I can’t believe the news today Oh, I can’t close my eyes and make it go away How long, how long must we sing this song? How long? How long? Broken bottles under children’s feet Bodies strewn across the dead-end street But I won’t heed the battle call It puts my back up, puts my back up against the wall.
This song is a protest for justice. The question “how long must we sing this song?” expresses frustration at history repeating itself, or what Pope Francis calls “the end of historical consciousness”. In Fratelli Tutti (2020) the pope critiques a deconstructionism whereby the modern idea of human freedom claims to create everything from zero which results in a growing loss of the sense of history. The pope offers the younger generations of the world the following advice:
If someone tells young people to ignore their history, to reject the experiences of their elders, to look down on the past and to look forward to a future that he himself holds out, doesn’t it then become easy to draw them along so that they only do what he tells them? He needs the young to be shallow, uprooted and distrustful, so that they can trust only in his promises and act according to his plans. That is how various ideologies operate: they destroy (or deconstruct) all differences so that they can reign unopposed.
The danger of such a society is that everyone ends up wilfully blinding themselves to reality and to the possibility of genuinely thinking for themselves. ‘Sunday Bloody Sunday’, for its part, calls out this attitude of cultural indifference and hood-winking:
And it’s true we are immune When fact is fiction and TV reality. And today the millions cry We eat and drink while tomorrow they die.
The song is not without hope, however, and the chorus sings about the possibility of peace and unity:
‘Cause tonight we can be as one, tonight Tonight, tonight Tonight, tonight Alright, let’s go Wipe the tears from your eyes Wipe your tears away.

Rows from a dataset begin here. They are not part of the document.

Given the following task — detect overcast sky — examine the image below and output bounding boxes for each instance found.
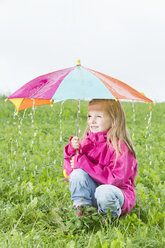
[0,0,165,102]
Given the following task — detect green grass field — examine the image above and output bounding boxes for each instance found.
[0,98,165,248]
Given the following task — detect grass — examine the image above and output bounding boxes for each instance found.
[0,98,165,248]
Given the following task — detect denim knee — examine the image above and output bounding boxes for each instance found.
[69,169,97,206]
[69,169,89,182]
[95,185,124,217]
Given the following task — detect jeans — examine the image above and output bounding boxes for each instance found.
[69,169,124,217]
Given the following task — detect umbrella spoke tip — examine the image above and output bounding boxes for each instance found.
[77,59,81,66]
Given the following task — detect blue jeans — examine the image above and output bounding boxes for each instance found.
[69,169,124,217]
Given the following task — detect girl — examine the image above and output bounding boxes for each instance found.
[64,99,137,217]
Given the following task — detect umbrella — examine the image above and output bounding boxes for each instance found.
[7,60,152,112]
[6,60,152,135]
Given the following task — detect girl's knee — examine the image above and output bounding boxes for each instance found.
[95,184,124,207]
[69,169,88,181]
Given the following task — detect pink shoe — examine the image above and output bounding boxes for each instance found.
[73,205,84,216]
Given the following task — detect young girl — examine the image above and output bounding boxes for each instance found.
[64,99,137,217]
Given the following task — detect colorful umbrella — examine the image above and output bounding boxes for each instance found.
[7,60,152,112]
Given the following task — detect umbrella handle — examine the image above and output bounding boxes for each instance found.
[76,100,80,137]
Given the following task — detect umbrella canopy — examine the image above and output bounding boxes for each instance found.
[7,61,152,112]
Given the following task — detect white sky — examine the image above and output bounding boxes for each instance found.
[0,0,165,102]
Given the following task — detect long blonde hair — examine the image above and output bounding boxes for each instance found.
[83,99,136,158]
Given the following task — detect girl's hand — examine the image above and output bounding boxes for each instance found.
[71,136,80,149]
[70,156,74,169]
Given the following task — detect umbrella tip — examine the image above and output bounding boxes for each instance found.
[77,59,81,66]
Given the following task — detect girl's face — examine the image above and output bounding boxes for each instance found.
[88,103,111,133]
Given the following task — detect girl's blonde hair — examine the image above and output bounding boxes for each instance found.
[83,99,136,159]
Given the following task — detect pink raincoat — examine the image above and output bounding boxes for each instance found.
[63,131,137,214]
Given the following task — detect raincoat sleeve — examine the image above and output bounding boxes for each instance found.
[63,136,76,181]
[74,141,137,188]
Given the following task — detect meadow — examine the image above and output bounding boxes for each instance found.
[0,97,165,248]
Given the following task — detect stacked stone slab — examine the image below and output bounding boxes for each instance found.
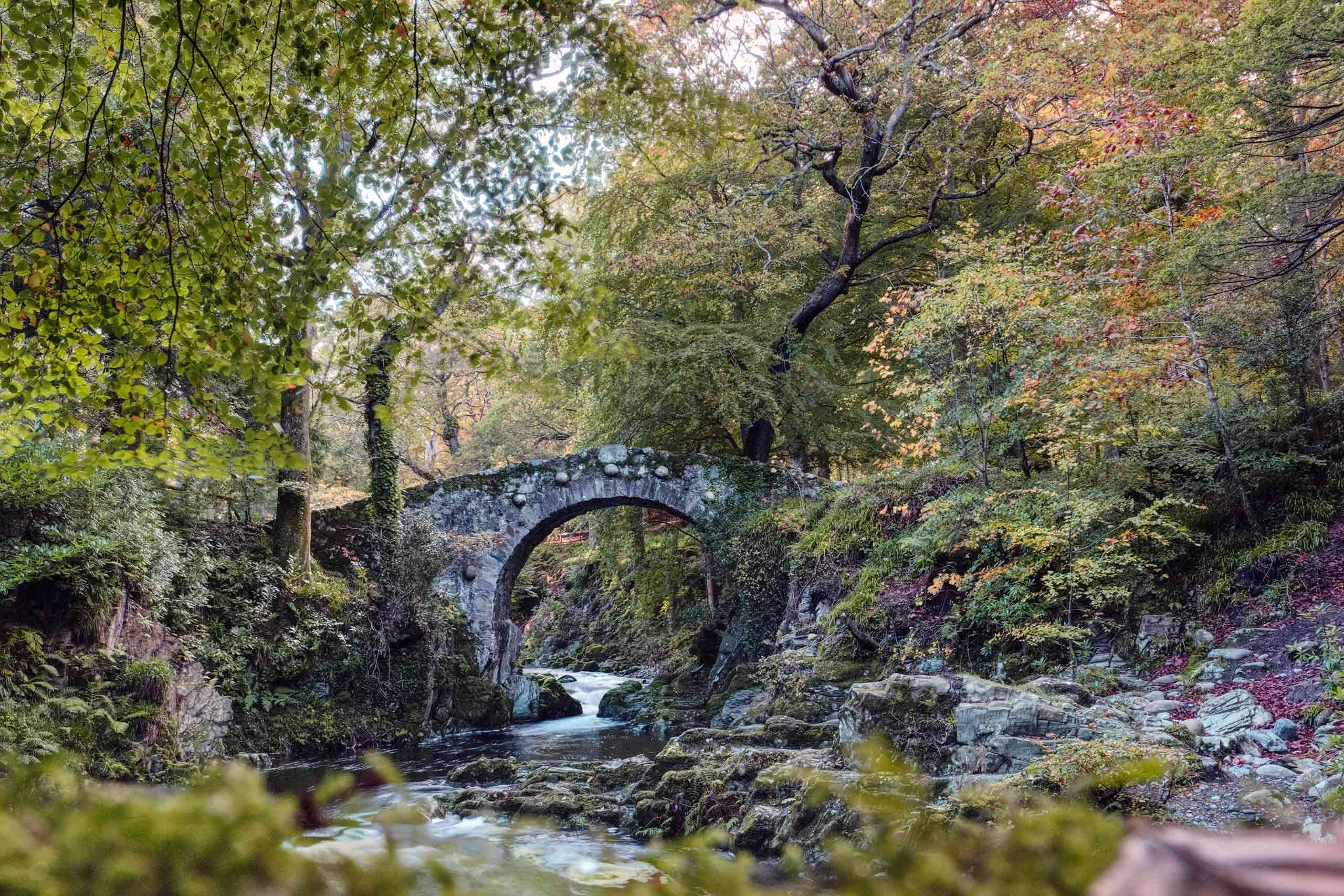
[838,674,1144,775]
[392,445,795,699]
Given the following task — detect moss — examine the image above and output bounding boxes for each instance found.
[1010,739,1200,809]
[444,757,518,785]
[1074,666,1119,697]
[1162,721,1199,750]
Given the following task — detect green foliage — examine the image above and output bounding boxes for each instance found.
[638,754,1122,896]
[0,762,450,896]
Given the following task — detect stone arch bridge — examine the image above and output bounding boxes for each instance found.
[314,445,816,685]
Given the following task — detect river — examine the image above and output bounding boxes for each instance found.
[267,669,663,896]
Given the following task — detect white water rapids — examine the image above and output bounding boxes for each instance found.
[270,669,662,896]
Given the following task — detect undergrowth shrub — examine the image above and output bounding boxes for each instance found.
[1015,737,1200,811]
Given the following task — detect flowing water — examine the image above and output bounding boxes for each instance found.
[267,669,663,896]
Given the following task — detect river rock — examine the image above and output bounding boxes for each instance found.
[597,445,631,463]
[837,674,958,773]
[1242,730,1287,752]
[1199,689,1257,736]
[513,676,583,721]
[732,803,789,856]
[1255,763,1297,785]
[1272,719,1297,740]
[509,676,542,720]
[1144,692,1185,716]
[1137,615,1181,653]
[1284,681,1325,707]
[1227,627,1274,648]
[1027,676,1096,707]
[1292,767,1327,794]
[444,757,518,785]
[710,688,773,728]
[1239,790,1287,809]
[1208,648,1251,662]
[1306,775,1344,799]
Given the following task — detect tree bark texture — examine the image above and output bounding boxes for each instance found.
[364,325,402,544]
[271,326,313,572]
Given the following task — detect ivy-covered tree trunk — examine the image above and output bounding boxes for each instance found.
[271,325,313,572]
[364,324,402,544]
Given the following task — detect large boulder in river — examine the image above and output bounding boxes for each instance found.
[838,674,1140,774]
[837,674,960,771]
[513,676,583,721]
[597,681,649,721]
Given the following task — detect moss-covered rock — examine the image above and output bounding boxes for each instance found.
[597,681,649,721]
[536,676,583,721]
[838,674,960,773]
[444,757,518,785]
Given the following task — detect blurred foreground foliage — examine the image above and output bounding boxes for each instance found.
[0,748,1141,896]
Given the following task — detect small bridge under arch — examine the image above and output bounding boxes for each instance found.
[418,445,786,685]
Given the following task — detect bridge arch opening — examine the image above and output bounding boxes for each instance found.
[495,497,699,620]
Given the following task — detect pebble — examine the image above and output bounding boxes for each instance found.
[1208,648,1251,662]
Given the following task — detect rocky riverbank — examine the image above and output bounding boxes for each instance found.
[427,645,1344,861]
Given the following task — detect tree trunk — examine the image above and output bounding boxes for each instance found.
[1184,312,1255,525]
[271,325,313,574]
[817,447,831,480]
[364,324,402,545]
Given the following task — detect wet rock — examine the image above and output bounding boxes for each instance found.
[1243,731,1287,752]
[1208,648,1251,662]
[1255,763,1297,785]
[1227,627,1274,648]
[1284,681,1325,707]
[597,681,649,721]
[1144,692,1185,716]
[1238,790,1287,809]
[597,445,631,463]
[1195,660,1227,690]
[1027,676,1095,707]
[710,688,771,728]
[732,803,789,856]
[1306,775,1344,799]
[1199,690,1255,736]
[1312,721,1339,747]
[837,674,958,773]
[1137,615,1181,653]
[1292,768,1328,794]
[444,759,518,785]
[593,756,653,790]
[1176,719,1204,737]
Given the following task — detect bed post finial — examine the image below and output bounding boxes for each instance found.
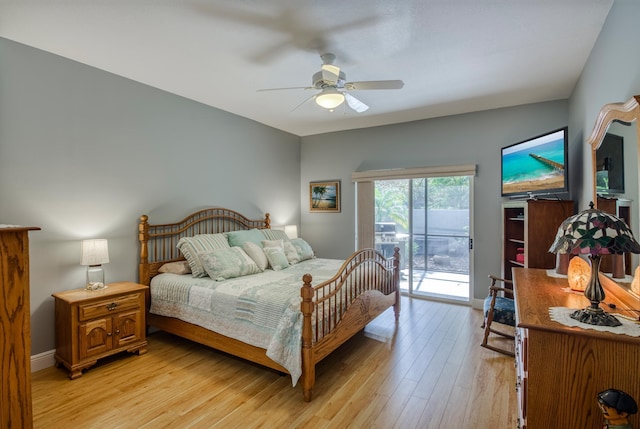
[300,274,316,402]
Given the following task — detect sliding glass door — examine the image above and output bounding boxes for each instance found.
[374,176,471,302]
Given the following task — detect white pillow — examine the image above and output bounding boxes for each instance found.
[177,234,230,277]
[262,239,300,265]
[198,246,260,281]
[242,241,269,271]
[158,261,191,274]
[262,240,289,271]
[291,238,315,261]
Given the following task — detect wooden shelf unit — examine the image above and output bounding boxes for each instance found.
[502,200,574,280]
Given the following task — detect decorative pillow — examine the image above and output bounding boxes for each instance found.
[158,261,191,274]
[291,238,315,261]
[242,241,269,271]
[178,234,229,277]
[225,229,264,247]
[262,239,300,265]
[283,241,300,265]
[264,246,289,271]
[198,246,260,281]
[261,229,290,242]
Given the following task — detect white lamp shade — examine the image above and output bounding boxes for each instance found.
[80,238,109,266]
[284,225,298,238]
[316,88,344,109]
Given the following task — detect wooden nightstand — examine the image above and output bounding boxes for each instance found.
[53,282,148,380]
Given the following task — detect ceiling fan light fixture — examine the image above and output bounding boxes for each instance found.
[316,88,344,109]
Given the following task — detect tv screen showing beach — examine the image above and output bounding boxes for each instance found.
[502,128,567,196]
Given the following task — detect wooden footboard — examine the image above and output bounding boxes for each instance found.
[138,207,400,401]
[300,247,400,402]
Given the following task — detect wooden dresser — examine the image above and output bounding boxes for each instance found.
[53,282,149,380]
[513,268,640,429]
[0,225,40,428]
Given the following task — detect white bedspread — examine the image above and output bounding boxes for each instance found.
[150,258,344,386]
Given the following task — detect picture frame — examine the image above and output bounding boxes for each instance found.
[309,180,340,213]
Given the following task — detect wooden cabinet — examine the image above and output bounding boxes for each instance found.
[0,225,40,428]
[513,268,640,429]
[53,282,148,380]
[502,200,573,279]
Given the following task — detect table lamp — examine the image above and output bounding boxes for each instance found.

There is an urgency in these songs to protect hope for oneself and for others. Bono has often said that the death of his mother inspired him to become a rock star. To deal with his grief he decided to sing about it. “I didn’t know at the time, as I filled it with music. I became an artist through her absence and I owe her for that. I thought the rage I had was a part of rock ‘n’ roll but the rage was grief.” In many of U2’s songs, as is often the case in life, the other side of grief is a faith that is realised in a community of individuals working together to create a better world for everyone.